How the Latino vote shifted historically red Arizona to blue

It’s not just the big-ticket races trending blue in Arizona and Maricopa County, some other smaller, but important, races are also learning blue in the Grand Canyon State just a day after Election Day.

One reason could be the large Latino voter turnout in Arizona.

That effort was led by Mi Familia Vota, and by the looks of their Phoenix headquarters on Nov. 4, they were feeling good with the voter turnout.

Fox News and the Associated Press projected for Joe Biden to win 11 electoral votes from Arizona. Biden visited the state once during the election, the rest of the visits were done virtually. President Donald Trump and several from his campaign visited more than a dozen times combined.

In another historic win, Arizona will have two Democratic Senators since 1953 represent the state after Mark Kelly defeated incumbent Senator Martha McSally.
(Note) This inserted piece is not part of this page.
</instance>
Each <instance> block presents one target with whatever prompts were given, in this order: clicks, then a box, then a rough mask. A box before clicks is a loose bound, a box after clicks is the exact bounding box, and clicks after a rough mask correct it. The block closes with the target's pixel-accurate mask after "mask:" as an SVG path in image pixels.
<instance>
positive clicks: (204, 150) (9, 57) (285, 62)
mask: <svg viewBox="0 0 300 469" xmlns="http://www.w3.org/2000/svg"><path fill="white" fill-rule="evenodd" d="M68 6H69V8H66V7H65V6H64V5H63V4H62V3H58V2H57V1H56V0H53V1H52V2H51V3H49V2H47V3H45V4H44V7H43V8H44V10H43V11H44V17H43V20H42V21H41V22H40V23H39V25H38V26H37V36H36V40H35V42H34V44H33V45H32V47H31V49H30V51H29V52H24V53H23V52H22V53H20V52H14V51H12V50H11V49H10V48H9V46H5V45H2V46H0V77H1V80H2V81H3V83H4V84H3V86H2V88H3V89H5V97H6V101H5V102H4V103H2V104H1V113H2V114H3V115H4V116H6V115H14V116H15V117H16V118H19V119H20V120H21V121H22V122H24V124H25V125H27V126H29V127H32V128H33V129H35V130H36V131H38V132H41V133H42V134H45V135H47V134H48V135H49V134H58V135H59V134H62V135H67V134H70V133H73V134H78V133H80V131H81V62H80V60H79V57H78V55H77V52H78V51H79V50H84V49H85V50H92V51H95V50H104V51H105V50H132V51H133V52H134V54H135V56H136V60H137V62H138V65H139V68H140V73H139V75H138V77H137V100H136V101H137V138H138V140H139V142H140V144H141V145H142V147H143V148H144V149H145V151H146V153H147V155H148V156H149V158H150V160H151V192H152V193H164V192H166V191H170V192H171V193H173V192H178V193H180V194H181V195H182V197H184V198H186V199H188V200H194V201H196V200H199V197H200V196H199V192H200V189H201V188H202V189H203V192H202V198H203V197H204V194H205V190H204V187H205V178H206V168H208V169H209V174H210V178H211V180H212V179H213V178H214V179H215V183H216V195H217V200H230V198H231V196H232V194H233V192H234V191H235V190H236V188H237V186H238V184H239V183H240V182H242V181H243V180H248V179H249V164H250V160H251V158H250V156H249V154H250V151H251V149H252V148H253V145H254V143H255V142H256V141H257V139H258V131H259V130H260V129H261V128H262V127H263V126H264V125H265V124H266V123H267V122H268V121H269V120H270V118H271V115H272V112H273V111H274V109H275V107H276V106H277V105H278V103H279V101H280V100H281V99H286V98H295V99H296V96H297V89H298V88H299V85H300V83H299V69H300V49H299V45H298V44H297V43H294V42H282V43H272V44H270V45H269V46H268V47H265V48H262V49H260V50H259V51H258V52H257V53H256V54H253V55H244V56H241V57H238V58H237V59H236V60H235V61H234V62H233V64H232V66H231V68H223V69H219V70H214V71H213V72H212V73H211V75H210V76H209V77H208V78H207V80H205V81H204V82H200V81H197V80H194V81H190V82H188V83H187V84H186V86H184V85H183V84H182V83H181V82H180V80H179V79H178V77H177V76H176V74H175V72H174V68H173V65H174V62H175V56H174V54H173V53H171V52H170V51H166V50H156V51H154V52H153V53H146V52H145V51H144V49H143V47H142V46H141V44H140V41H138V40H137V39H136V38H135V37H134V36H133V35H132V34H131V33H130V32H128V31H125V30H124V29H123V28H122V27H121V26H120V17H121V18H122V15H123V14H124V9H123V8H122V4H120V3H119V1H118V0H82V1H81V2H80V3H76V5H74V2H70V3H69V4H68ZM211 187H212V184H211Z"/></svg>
During the election, Mi Familia Vota volunteers efforted a 500 person ground game involving door knocks and phone banks.

“For us, it’s not only about red or blue, it’s about political power to stop the anti-immigrant hate and attacks on our community. And our policies are on the frontline," says Mi Familia Vota CEO Hector Sanchez Barba.

He pointed to both SB 1070 and former Maricopa County Sheriff Joe Arpaio as driving motivational factors in the shift of how Arizonans vote.

“Arizona showed how things should be done. It’s a long term investment and strategy to promote the values and policy priorities of our community. The whole nation should be looking at Arizona on how to build political power, how to protect that power," Barba said.

Aliento AZ is another group with a big Latino ground game that started over the summer.

“We made over 25,000 contacts. We specifically targeted never voters or inconsistent voters, and many folks were being reached out to for the first time ever," Angélica César with Aliento AZ said.

Did the efforts work? The numbers so far on Nov. 4 look like they did.

“In the West Valley and South Phoenix, there’s a large Hispanic community. But also in Ahwatukee, there’s LD-18 going blue for a number of years, that’s a new influx of people in that area, also included in that is Chandler," said Sam Almy with Saguaro Strategies.

Changing demographics and enthusiasm from Hispanic voters, perhaps like the state has never seen before, might have done something many thought unthinkable not too long ago - turned the state blue.

Detailed demographics on who voted will be out in late November.